Education: Bachelor of Science (Finance), Shandong University of Finance and Economics, China. Master of Science (Finance), State University of New York at Buffalo - School of Management.
Interests: Basketball, running, music
Why did you choose ABB?
I majored in finance and completed banking and industry internships during college. However, for me, finance is not just about balancing numbers. I wanted to understand more, and dive deeper into what these figures actually mean, how they can drive actions, and what impact they can have on the business and the industry I work in.
When the time came to look for my next role, I searched for a technology leader, and I found a great article about ABB’s work in China. It outlined how they are linking eastern cities where energy is consumed, with power sources in the west of the country where much of our cleaner electricity is produced. High voltage direct current (HVDC), as pioneered by ABB, is the best way of reducing power loss while transmitting energy over long distances.

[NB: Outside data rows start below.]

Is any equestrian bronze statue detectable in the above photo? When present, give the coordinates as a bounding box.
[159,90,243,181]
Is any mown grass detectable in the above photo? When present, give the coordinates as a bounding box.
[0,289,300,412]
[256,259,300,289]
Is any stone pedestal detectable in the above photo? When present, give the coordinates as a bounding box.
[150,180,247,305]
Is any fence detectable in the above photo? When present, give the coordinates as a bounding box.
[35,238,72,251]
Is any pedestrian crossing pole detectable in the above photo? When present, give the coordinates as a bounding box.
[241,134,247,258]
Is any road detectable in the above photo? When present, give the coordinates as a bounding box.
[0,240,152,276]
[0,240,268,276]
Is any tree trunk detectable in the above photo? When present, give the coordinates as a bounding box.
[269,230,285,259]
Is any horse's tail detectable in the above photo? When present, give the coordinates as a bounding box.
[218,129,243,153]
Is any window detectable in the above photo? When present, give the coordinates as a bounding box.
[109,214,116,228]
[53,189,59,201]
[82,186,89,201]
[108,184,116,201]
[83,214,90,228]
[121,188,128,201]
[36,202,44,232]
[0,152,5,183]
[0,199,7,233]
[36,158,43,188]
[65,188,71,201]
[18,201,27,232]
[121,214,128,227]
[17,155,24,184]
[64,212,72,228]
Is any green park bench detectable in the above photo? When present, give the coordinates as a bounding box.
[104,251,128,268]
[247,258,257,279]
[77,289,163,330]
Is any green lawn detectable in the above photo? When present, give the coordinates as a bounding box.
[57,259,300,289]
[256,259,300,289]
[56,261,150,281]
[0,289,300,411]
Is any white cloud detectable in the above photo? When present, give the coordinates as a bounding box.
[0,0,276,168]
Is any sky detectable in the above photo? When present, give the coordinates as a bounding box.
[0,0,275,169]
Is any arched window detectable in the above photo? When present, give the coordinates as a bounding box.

At the end of 2017, the world’s most powerful ultra high-voltage direct current (UHDVC) transformer, designed, manufactured and installed by ABB in China, passed its stringent tests. It plays a key role in a UHDVC link that will be able to deliver power equivalent to twice the average annual power consumption of Switzerland. That will reduce our reliance on coal fired power in eastern China, and will help to reduce air pollution.
Working on these kinds of projects was exactly what I wanted to do, and ABB seemed like a great place to do it! Plus you get everything else you would expect from a global technology pioneer: international challenges, cutting-edge technology, experienced mentors and world-class training. It was not until I started working with financial controllers in industry that I really began to understand the sector.
Has it lived up to your expectations?
I definitely say yes – and more! The GTP has a long and successful history at ABB, with a very clear structure. There are three assignments: generally beginning in operations, then in your Group function at headquarters and finally in another part of the business which suits your interests.
These assignments gave me a comprehensive understanding of how Finance works at ABB. You learn fast through hands on learning, and your responsibilities grow quickly. It is definitely a challenging program, and you are expected to contribute right from the start – but not without support.
I was really surprised how much help and guidance I received from colleagues, supervisors and mentors. I found my colleagues knowledgeable, experienced and very friendly – willing to share and support whenever issues came up.
What did you experience on your first assignment?
I worked in a high-voltage switchgear factory for ABB’s Power Grid business in Beijing, China.
I remember being a little overwhelmed on the first day. Everything was brand-new for me, and I was seeing the switchgear systems for the first time – they are huge and highly complex pieces of technology!
I began with learning about the structure of ABB, the key performance indicators (KPIs) we usually focus on and took on various tasks: I prepared monthly financial reports, contributed to year-end estimates and worked on a number of special projects like improving net working capital. I also worked on management reporting packages and some Lean initiatives.
That first assignment helped me to settle into the business and taught me how financial indicators really impact production in the factory.
After six months you moved to ABB HQ in Switzerland. How was that?
Working in the corporate controlling and planning team at HQ was a great way to gain a macro overview of the business. I was on the business analytics team and most of my colleagues were previous global trainees, so they knew exactly what kind of challenges I would face and the support I would need.
One of the most important tasks was to prepare monthly and quarterly presentations for the Executive Committee, ABB’s senior leadership team. Other tasks included helping with order backlog conversion analysis and building spreadsheets to calculate bonus payouts in different areas of the group.
Learning how to identify and develop your strengths and weaknesses, while building your network, is essential for long-term success. My mentors worked in the industry business development team, which opened up a field I did not know much about. They gave me a lot of feedback throughout my assignments, and introduced me to another dimension of the Finance function.
For your last assignment, you chose to move to a new country and a new division?
Yes, I chose the Robotics and Motion division in Japan. I wanted to see ABB from a different angle, and to gain insight into another culture. Japan is a close neighbor of China and of course, very advanced in robotics, but I had never been there.
I have found many new and challenging projects to stretch me – for example, helping the team switch to a different enterprise planning platform for procurement and logistics savings. I also got to work on a three-year order growth forecast – a great insight into the specific industries we should focus on to implement our long-term strategies.
In my spare time, I have been travelling around Japan with friends and I am training for next year’s Tokyo Marathon. It is demanding, but it is getting me where I want to be in my fitness – just like the GTP has done for my career!